While Secretary of Defense William Cohen is unlikely to have put it in quite these terms, he has begun asking similar questions about NATO’s 36,000 troops in Bosnia. It’s about time.

In 1995 President Clinton announced that he was sending the United States military to Bosnia on a mission ““precisely defined with clear realistic goals’’ that could be achieved within a year. In 1996 the president extended the Bosnia mission by 18 months. In recent weeks, both Secretary of State Madeleine Albright and national-security adviser Sandy Berger have suggested that the American military presence might have to be extended even longer. ““Peace is beginning to take root,’’ Berger said. ““The gains are not irreversible, and locking them in will require that the international community stay engaged in Bosnia in some fashion for a good while to come.’’ Less important than the shifting date is the extravagant and unrealistic mission. America’s goal is now, as Berger explained on Sept. 23, ““to achieve a unified, peaceful Bosnia, restore basic freedoms [and] put a broken economy back on its feet.’’ Hmm. The troops had better get ready for a long stay.

““A unified, peaceful Bosnia’’ is a contradiction. You can have a unified Bosnia or a peaceful Bosnia, but not both. Everything that has happened in the past six years suggests that powerful forces for ethnic separatism exist in that country. They may or may not constitute a majority, but they are popular and powerful enough to have dominated Bosnia’s politics since the collapse of Yugoslavia, and they are likely to do so in the future.
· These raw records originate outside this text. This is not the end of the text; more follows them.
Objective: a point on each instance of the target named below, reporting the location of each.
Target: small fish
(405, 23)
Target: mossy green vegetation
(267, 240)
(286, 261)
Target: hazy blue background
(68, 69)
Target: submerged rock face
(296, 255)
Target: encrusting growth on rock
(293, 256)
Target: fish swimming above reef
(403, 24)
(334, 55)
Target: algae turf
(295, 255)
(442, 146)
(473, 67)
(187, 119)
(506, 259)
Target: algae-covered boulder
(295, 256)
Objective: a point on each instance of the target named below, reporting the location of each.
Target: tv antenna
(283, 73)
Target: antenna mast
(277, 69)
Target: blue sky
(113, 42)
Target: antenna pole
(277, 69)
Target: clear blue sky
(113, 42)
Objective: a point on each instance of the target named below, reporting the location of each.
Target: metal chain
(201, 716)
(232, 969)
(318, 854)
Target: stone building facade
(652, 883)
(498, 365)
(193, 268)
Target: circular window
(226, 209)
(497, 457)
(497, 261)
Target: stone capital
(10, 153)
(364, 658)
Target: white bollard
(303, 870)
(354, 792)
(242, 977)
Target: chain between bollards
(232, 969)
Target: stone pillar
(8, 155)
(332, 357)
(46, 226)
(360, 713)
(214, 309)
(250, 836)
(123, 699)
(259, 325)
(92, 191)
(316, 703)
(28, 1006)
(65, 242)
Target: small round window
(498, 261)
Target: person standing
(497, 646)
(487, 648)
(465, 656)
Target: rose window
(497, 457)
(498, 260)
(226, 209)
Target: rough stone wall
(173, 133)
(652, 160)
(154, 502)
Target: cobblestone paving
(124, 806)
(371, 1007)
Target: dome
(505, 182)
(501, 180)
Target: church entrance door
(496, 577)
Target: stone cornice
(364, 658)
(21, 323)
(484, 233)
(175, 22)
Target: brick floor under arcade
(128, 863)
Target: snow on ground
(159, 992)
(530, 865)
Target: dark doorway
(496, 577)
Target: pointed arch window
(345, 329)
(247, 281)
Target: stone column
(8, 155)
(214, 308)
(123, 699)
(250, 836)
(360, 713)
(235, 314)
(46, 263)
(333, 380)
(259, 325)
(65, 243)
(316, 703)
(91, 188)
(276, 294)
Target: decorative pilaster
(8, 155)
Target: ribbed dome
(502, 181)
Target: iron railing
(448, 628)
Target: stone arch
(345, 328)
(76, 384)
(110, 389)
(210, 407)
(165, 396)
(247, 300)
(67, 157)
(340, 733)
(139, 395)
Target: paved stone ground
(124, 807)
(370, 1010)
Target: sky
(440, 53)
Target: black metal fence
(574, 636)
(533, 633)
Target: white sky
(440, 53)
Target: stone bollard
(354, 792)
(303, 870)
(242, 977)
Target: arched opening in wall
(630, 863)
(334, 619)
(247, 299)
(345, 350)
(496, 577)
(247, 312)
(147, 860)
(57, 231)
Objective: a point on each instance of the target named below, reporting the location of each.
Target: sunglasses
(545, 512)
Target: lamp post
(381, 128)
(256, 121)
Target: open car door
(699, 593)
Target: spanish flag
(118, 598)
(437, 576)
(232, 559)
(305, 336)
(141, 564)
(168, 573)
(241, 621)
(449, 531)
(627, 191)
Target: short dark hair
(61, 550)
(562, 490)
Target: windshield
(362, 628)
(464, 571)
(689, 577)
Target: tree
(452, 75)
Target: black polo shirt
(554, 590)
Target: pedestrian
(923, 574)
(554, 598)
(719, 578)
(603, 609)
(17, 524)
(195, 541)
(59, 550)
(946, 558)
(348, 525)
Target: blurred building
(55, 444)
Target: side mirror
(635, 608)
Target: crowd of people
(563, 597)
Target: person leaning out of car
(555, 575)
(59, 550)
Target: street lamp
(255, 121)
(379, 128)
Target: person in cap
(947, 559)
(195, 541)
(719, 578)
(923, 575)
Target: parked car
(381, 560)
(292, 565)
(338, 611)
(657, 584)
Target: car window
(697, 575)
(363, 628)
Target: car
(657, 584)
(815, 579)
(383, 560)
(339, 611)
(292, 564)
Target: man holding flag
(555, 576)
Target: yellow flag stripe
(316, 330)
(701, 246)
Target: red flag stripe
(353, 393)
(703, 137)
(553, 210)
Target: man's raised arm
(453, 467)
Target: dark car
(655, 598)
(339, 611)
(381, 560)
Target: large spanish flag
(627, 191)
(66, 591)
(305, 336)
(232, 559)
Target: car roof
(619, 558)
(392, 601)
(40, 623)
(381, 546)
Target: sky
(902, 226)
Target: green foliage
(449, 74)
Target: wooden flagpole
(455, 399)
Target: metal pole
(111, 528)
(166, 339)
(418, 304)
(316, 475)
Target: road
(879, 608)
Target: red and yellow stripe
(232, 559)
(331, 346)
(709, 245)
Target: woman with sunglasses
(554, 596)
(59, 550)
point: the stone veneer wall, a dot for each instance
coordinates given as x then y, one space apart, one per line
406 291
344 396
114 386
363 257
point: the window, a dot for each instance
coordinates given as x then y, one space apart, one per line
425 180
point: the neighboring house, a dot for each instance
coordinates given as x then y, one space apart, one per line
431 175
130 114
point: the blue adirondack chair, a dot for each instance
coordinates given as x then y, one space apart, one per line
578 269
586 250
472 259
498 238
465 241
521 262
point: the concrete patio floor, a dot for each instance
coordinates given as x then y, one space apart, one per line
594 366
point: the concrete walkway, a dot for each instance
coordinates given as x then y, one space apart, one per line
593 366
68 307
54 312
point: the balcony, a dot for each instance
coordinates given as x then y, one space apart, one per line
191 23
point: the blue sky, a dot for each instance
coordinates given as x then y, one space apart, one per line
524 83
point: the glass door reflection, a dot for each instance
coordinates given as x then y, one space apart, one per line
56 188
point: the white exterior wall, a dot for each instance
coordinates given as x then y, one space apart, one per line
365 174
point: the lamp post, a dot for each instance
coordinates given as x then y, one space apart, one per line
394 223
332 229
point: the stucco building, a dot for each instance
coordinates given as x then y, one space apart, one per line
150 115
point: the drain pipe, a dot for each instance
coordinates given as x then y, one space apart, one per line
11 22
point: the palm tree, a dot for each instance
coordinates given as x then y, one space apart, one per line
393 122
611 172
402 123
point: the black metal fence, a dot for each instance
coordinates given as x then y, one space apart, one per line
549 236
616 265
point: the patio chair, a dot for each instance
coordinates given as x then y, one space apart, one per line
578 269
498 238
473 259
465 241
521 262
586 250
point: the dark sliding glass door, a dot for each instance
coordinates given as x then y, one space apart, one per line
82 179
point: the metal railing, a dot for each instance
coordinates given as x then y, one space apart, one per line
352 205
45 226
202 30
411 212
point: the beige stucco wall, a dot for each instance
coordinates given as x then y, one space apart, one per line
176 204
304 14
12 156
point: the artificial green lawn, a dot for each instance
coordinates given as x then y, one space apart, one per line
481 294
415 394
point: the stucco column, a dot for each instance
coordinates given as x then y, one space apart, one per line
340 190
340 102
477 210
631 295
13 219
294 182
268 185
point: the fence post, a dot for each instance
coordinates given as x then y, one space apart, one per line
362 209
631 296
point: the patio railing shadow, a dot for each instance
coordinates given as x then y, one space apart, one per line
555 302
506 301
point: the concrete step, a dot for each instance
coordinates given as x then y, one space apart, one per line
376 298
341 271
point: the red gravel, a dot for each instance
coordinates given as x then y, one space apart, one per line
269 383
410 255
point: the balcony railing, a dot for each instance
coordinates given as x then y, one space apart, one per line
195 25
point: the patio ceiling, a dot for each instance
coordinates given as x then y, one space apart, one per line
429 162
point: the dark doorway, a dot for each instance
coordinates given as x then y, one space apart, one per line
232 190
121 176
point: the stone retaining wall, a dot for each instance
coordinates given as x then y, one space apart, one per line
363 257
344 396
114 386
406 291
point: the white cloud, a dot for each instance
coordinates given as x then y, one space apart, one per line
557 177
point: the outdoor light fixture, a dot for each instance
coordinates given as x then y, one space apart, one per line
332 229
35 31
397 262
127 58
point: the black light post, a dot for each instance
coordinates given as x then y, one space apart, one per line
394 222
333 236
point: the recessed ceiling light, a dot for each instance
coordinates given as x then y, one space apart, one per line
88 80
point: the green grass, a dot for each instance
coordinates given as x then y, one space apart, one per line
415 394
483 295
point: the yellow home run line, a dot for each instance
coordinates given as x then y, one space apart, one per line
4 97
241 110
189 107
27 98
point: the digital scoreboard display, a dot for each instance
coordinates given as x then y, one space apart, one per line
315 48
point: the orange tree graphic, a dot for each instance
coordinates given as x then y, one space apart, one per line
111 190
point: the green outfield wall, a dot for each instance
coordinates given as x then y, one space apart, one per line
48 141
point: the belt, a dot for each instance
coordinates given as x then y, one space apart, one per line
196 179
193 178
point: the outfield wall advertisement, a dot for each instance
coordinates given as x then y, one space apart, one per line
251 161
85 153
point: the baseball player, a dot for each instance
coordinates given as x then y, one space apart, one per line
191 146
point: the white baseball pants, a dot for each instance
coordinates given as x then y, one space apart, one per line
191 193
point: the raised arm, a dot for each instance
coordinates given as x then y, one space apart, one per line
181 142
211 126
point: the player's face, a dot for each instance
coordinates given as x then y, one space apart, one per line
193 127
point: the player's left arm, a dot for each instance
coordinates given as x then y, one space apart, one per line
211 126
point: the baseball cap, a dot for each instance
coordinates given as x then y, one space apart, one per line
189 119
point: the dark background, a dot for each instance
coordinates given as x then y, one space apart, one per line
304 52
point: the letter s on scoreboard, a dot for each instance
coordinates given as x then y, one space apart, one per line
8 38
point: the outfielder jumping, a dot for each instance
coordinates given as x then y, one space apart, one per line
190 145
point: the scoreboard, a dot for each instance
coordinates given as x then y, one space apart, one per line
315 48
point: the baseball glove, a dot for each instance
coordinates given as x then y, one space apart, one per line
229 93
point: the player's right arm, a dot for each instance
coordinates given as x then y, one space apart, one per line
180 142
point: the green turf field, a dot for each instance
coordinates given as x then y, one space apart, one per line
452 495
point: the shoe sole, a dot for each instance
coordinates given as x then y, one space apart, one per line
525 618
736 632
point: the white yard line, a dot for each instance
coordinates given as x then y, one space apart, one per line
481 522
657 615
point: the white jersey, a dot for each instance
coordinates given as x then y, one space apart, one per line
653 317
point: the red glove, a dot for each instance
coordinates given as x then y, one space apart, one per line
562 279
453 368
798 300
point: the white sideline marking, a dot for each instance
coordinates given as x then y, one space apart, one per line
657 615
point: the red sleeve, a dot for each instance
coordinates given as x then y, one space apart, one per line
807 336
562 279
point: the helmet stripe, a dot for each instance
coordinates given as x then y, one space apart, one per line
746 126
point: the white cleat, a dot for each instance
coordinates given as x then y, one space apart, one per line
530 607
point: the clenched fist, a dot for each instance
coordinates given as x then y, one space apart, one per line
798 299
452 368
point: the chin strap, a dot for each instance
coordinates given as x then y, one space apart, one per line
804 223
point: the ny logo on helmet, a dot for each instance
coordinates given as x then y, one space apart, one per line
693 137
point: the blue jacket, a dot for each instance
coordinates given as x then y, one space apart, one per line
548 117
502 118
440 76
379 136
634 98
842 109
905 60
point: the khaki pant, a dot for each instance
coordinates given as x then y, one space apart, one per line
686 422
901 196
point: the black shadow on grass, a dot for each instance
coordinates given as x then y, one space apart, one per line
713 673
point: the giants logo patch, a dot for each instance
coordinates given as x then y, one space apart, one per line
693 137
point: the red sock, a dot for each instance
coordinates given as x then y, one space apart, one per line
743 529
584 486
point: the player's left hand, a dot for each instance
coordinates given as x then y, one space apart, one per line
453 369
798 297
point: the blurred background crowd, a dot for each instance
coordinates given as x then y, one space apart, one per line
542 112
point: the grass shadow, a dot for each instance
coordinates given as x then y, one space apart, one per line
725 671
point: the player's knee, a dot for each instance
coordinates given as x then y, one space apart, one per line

From the moment Yugoslavia began to falter, these forces–mainly Serb and Croat–attempted to secede from a multiethnic Bosnia. When they could not do so peacefully, they began a war, raping, killing and maiming their ““countrymen.’’ Large populations of Serbs, Muslims and Croats have moved–usually at the point of a gun–so that Bosnia is now ““ethnically cleansed’’ into distinct enclaves. Despite the Dayton accord’s specific requirement that populations be allowed to return to their homes, almost none have actually done so. In virtually every election held during the past five years, ethnic separatists have won. ““There is one issue in this election: whether you are Serb, Croat or Muslim,’’ says Chris Bennett of the International Crisis Group, who observed the last Bosnian elections. Even the Bosnian Muslims, the sorriest victims in this tragedy, have been radicalized and now are understandably wary of living in one country side by side with Serbs.

Bosnia exists as a unified and peaceful country today because of the presence of NATO troops and what they symbolize–the West’s military power. This mirrors an older pattern. Bosnia’s multiethnic character has always required that it be ruled by a foreign entity, giving ultimate authority to a distant nation rather than one of its own three ethnic factions. In the past it was the Ottoman or Hapsburg empire–the Croats would rather be ruled by Vien- na than Sarajevo. Today it is NATO, but the principle is the same. And when the foreign power has withdrawn or crumbled–as Yugoslavia did in 1991–questions of political power return to Bosnia, and conflict resumes.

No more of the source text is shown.